And today, code hosts your IP.

Today, code is like the heart of your data.

If use that, you’re losing your intellectual property risks.

uh

Beyond the technical side, what kind of business impact would you see if DevOps data
became unavailable in the context of, for example, our corporate data?

Yeah, in that case, uh if DevOps data becomes unavailable even for hours or days, the
biggest uh impact would be the progress.

So when the system that supports software delivery pauses, it slows down updates,
improvements that the team rely on.

That’s why resilience and recovery aren’t optional.

They are built into the process from the start.

It’s more about making sure uh continuity is part of the design.

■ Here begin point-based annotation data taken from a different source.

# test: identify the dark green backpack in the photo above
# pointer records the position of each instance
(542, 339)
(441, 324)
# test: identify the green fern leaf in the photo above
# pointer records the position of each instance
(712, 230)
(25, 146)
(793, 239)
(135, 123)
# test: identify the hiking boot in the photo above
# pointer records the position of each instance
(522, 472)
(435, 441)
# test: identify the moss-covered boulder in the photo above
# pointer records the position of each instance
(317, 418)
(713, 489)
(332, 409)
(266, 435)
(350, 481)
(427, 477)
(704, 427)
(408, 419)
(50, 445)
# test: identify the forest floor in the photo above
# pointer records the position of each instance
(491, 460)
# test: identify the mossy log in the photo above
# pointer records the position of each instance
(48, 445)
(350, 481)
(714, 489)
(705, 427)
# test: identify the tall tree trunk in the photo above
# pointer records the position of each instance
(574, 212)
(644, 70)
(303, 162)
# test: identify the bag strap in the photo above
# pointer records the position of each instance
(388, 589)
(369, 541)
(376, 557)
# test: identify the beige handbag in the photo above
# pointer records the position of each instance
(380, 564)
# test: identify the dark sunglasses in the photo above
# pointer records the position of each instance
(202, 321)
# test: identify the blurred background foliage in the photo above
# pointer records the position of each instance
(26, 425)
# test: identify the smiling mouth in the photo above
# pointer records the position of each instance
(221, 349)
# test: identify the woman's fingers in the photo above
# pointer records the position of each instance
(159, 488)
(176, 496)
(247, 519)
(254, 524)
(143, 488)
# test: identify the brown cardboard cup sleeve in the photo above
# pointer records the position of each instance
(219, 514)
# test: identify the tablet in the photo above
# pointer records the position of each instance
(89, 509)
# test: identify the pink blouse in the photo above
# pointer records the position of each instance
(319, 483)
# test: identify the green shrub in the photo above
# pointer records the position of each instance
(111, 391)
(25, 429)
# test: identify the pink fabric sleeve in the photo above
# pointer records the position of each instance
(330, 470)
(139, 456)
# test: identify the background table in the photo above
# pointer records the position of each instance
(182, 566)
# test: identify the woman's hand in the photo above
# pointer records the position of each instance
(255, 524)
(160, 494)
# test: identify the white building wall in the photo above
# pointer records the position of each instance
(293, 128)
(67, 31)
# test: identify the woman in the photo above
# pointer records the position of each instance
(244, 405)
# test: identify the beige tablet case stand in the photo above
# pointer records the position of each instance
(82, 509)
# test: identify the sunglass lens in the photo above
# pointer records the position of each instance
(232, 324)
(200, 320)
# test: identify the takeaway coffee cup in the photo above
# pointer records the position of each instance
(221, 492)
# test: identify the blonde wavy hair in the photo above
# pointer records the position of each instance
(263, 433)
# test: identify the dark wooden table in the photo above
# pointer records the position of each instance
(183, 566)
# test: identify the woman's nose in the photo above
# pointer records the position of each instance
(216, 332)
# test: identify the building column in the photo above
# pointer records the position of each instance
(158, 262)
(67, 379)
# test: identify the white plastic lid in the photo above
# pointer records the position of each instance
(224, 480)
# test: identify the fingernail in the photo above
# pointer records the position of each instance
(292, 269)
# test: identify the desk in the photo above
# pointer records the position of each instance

So even if something goes wrong, we can recover quickly and keep things moving forward.

I mean, I couldn’t have put it any better just to add to what you said.

uh It’s not just the…

data loss rate, you’d be looking at productivity loss.

Potentially, you’d be looking at reputational losses.

If you are in regulated industries, you would be looking at so many compliance gaps.

That’s why resilience has to be built into DevOps by design and agree with the statement,
can’t be enough, that’s all.

Okay, we’ve established that we need resilience in DevOps.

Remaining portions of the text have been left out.